Saturday, August 18, 2012



This thing is also called a German pancake, but it is more fun to say "Honey, do you want to eat a Dutch Baby for breakfast tomorrow?"

The recipe for the pancake is exactly the same as the one found here, (except that I always use salted butter) but there are a couple things I think are useful to know, namely that

1. It does make a big difference to use eggs & milk at room temperature. They poof much less when cold.

2. Make sure the oven is fully pre-heated, then make up the batter. It is too easy to get impatient and ravenous and put the batter in the oven before it's hot enough.
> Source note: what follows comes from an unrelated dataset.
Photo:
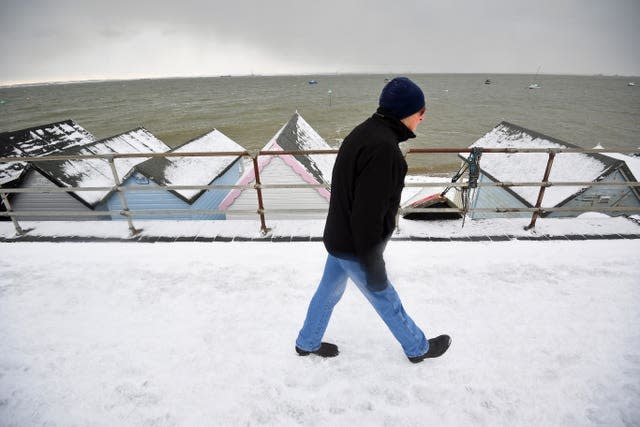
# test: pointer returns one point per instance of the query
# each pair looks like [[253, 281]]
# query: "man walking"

3. Freshly grated nutmeg & cinnamon.

4. Heat the skillet on the stove top, not in the oven. Otherwise you will get it smoking hot and the butter will scorch and it will not taste good.

5. NO PEEKING! If you open the oven even once, the thing will go all flat and never recover, but it will taste good anyway.

This recipe, cooked in a 10" frying pan is exactly the right amount of breakfast for 2 modestly sized, moderately hungry adults. I skipped the orange sugar recommended in the original recipe, and went with jam and greek yogurt on one piece and maple syrup and super-dark chocolate on the other. Break the chocolate into bites and poke them into the hot pancake to get melty before slopping on the syrup.

In the middle of the winter, I'm going to break down and cook one of these in bacon drippings.